Entre as muitas e profundas discussões, merecem destaque os seguintes:
a) A minoria objetou: “ Não há necessidade de fazer uma definição dogmática sem uma necessidade externa para isso ”. Mas, foi-lhe respondida, esta necessidade existe agora, com a própria primazia a ser desafiada com tanta violência: o que era acusado de ser impróprio tornou-se necessário.
b) « Aquilo que o próprio Cristo não enunciou não pode ser objeto de um dogma ». Mas, pelo contrário, é dogma que a Extrema Unção é um sacramento, a Missa é um sacrifício, que Cristo está presente na Eucaristia por transubstanciação, embora não haja no Evangelho uma palavra expressa do Senhor que o enuncie;
c) Se diz que a doutrina contestada não está suficientemente fundamentada no Evangelho, existem palavras muito precisas do Senhor, que demonstram a primazia; visto que estes, segundo a antiga interpretação da Igreja, juntos demonstram a infalibilidade de quem detém o primado; e a passagem de São Mateus (XVI, 18) mostra ao mesmo tempo a indefectibilidade e a infalibilidade da Igreja e também a da sua fundação, isto é, de Pedro.
d) A alegada obscuridade da tradição neste ponto é negada por numerosas passagens dos Padres, dos Concílios, da fórmula Hormisda ; a definição aparece aqui como um desenvolvimento e declaração do que foi dito implicitamente em concílios mais antigos e explicitamente declarado em concílios particulares recentes.

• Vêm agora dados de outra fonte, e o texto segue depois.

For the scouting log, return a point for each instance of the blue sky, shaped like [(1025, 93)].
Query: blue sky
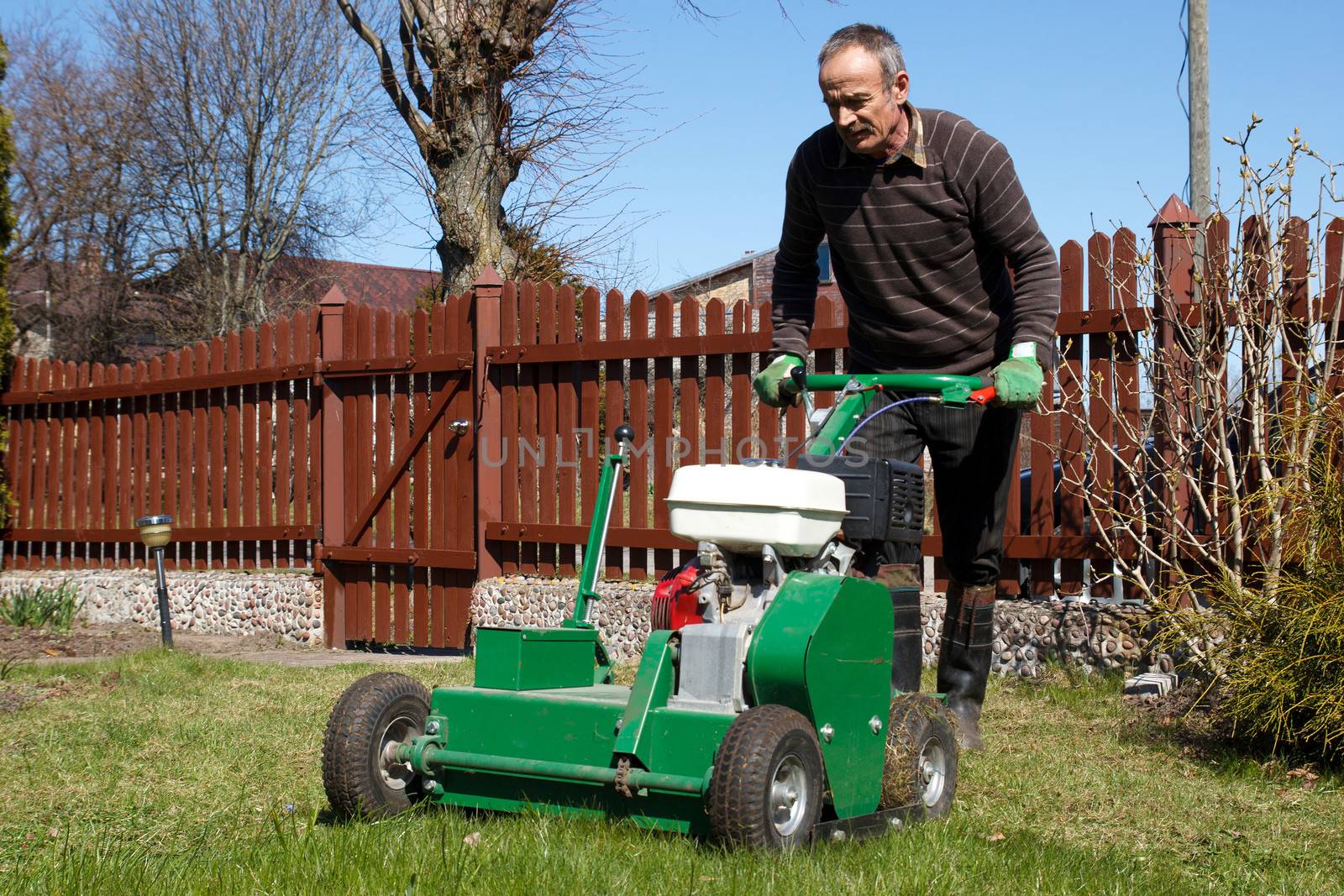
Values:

e) Se a palavra infalível não é bíblica, nem na linguagem antiga da Igreja, o mesmo se disse outrara da palavra homousion ; como este no século 4, este era um distintivo e um cartão de membro para os católicos de hoje.
f) « Mas todas as objeções e dificuldades científicas ainda não estão resolvidas ». Se quiséssemos esperar por isso, não teríamos nenhuma definição eclesiástica, nem sobre a Trindade e a Encarnação, nem mesmo sobre o cânon bíblico: e além disso, as conclusões de qualquer ciência, que são repugnantes a alguma doutrina comum na Igreja, serão consideradas tanto mais certamente como erros quanto mais abertamente a doutrina para deduzida das fontes da revelação. Não pode haver nenhuma contradição real entre isto e a verdadeira ciência, como ensina a constituição dogmática da fé católica unanimemente aceita.

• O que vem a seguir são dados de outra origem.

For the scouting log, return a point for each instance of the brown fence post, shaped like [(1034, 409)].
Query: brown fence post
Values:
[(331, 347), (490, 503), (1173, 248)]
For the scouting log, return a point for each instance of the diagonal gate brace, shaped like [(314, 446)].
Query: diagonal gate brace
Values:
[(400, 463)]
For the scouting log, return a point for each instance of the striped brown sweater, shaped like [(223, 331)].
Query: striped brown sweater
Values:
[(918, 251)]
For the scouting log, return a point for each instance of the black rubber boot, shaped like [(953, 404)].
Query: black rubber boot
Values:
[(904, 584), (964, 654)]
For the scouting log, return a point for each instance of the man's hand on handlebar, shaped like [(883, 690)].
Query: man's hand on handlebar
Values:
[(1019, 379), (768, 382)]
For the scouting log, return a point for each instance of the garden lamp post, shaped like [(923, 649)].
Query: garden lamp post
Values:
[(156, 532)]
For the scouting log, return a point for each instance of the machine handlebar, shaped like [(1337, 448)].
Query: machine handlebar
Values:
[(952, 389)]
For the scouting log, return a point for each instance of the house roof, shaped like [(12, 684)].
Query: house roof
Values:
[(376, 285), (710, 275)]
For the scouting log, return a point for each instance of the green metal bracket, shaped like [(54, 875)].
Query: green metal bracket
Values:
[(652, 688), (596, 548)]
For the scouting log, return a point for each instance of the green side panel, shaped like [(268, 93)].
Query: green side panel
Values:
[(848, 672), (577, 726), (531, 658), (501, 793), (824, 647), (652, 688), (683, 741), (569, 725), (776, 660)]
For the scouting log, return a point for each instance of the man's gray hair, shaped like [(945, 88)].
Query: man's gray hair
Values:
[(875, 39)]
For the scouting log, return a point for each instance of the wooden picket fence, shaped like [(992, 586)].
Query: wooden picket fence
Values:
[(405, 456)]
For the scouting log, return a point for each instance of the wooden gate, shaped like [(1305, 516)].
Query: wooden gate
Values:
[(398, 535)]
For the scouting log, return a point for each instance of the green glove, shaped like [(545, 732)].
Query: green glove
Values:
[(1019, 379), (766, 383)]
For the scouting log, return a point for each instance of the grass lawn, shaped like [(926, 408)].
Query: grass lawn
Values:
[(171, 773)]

g) Os exemplos de dados de Libério, Honório, Formoso e outros Papas não são apropriados: de nenhuma definição pontifícia ex cathedra foi provado que ensinouva um erro.
h) A possibilidade, inegável, de um Papa apóstatar da fé como pessoa privada, nada tem a ver com a infalibilidade do mestre supremo, exigir pelo cargo e conferida para o bem dos justos, portanto aqueles por virtude da promessa, a assistência de Cristo não pode sancionar o erro.

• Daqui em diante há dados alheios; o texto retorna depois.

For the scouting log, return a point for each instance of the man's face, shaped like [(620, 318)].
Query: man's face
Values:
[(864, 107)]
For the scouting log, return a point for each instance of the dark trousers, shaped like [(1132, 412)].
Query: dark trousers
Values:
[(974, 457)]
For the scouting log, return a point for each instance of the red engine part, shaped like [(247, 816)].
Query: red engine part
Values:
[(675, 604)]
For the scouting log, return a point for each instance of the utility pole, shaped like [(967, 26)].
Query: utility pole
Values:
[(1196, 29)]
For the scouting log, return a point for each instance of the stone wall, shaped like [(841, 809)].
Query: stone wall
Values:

i) Este carisma não é um atributo divino, não é impecabilidade, como gostaria de acreditar . Assim como os monotelitas não podiam conceber uma vontade divina e uma vontade humana numa única pessoa de Cristo, porque isso não excluiria a possibilidade de pecar; assim, os oponentes da infalibilidade não puderam admitir na pessoa do Papa, juntamente com a pecabilidade humana natural, a prerrogativa da inerrância, mas deste último levantaram objeções contra esta última; enquanto pertencem a princípios diferentes, o primeiro à ordem natural, o segundo ao sobrenatural.
k) Diz-se que com o decreto em questão os concílios tornam-se supérfluos e os bispos são destituídos do cargo de juízes. Mas isto é absolutamente falso; porque o Papa deve utilizar todos os meios humanos e ordinários para a sua definição, e entre eles de forma muito especial estão os concílios. Os bispos, que nas suas dioceses são os juízes mais próximos da fé, são por ele ouvidos e interrogados; além disso, podem julgar de forma independente, embora a decisão final caiba ao Papa, que como chefe vivo nunca é separado do episcopado, tomado na sua totalidade.
l) Havia o medo da exasperação, vinda das interpretações sinistras dos governos, do medo dos orientais e dos protestantes, dos cismas que surgiram na própria Igreja e de outros perigos. Mas estes, de acordo com a experiência de outros bispos (os de Westminster, Utrecht, Malines, o patriarca de Hassun), eram em parte exagerados, em parte inexistentes; e mesmo que lá estivemos, não poderia comparar-se à magnitude do perigo de ver a autoridade eclesiástica ceder às ameaças de políticos e homens de letras, e deixar em perigo a pureza da fé. Mesmo depois dos concílios de Nicéia, Éfeso e Calcedônia, surgiram cismas. Mas a verdade e a clareza não podem ser uma vergonha.”